Another great review from Gloria Feit.
This is the newest entry in the Taylor Jackson series, and picks up
several threads of earlier books. At the end of the prior book, “The
Immortals,” Dr. John Baldwin, Supervisory Special Agent and Taylor’s
fiancé, was about to attend a hearing into a case from his past, held
at FBI headquarters at Quantico. The aftermath of that hearing
resulted in his [hopefully temporary] suspension. But the tentacles
of that prior case extend well beyond that, to threaten Taylor’s
career and, indeed, her life and that of those nearest and dearest to
her. As the book opens, one of those is immediately apparent as Pete
(“Fitz”) Fitzgerald, Taylor’s dear friend who has been nothing less
than a father figure to her, has seen the love of his life, Sue,
murdered, and now lies in a hospital bed, grievously wounded
[something apparently called “enucleation,” but you’ll have to look
that one up yourself]. Taylor, a six-foot tall Metro Homicide
Lieutenant in Nashville, Tennessee, vows to prevent further fallout.
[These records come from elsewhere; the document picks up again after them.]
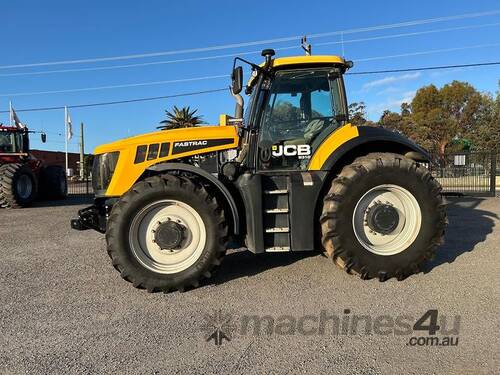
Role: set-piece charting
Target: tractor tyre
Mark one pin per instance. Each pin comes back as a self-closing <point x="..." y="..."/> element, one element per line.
<point x="166" y="233"/>
<point x="53" y="183"/>
<point x="383" y="217"/>
<point x="18" y="186"/>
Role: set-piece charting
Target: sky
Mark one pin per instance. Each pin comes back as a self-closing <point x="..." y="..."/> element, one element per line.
<point x="41" y="33"/>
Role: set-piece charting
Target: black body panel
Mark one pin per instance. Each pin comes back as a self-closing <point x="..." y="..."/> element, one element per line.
<point x="368" y="134"/>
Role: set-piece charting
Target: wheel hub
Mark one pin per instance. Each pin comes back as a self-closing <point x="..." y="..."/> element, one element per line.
<point x="169" y="235"/>
<point x="382" y="218"/>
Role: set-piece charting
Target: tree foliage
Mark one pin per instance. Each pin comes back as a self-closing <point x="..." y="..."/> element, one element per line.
<point x="180" y="118"/>
<point x="438" y="118"/>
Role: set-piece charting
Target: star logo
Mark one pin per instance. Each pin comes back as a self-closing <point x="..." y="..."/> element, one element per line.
<point x="217" y="327"/>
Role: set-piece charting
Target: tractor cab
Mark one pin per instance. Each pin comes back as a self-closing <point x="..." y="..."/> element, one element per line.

A serial killer, the self-styled “Pretender,” learned his deadly craft
at the feet of another character from past books, the Snow White
killer, is responsible for 26 known deaths as the tale begins, and has
in turn amassed several acolytes of his own, who at his behest have
now begun killing sprees across the US mimicking famous, or infamous,
serial killers of years past: the Boston Strangler, the NY killer
known as the Son of Sam, and the Zodiac Killer. This is all part of a
deadly cat-and-mouse game on his part, the ultimate prize being Taylor
Jackson. His identity, and the motive behind all this, is the biggest
mystery, beyond the fact that it is very, very personal.
In this novel the reader discovers that Baldwin has unsuspected
baggage that is about to complicate his and Taylor’s lives, but the
emphasis is, of course, on identifying and stopping the serial killer
who has targeted Taylor and those she loves, with the suspense
increasing as the inevitable confrontation comes closer. I felt that
the book could have benefited from some judicious editing, but
nonetheless found it a very enjoyable summer read.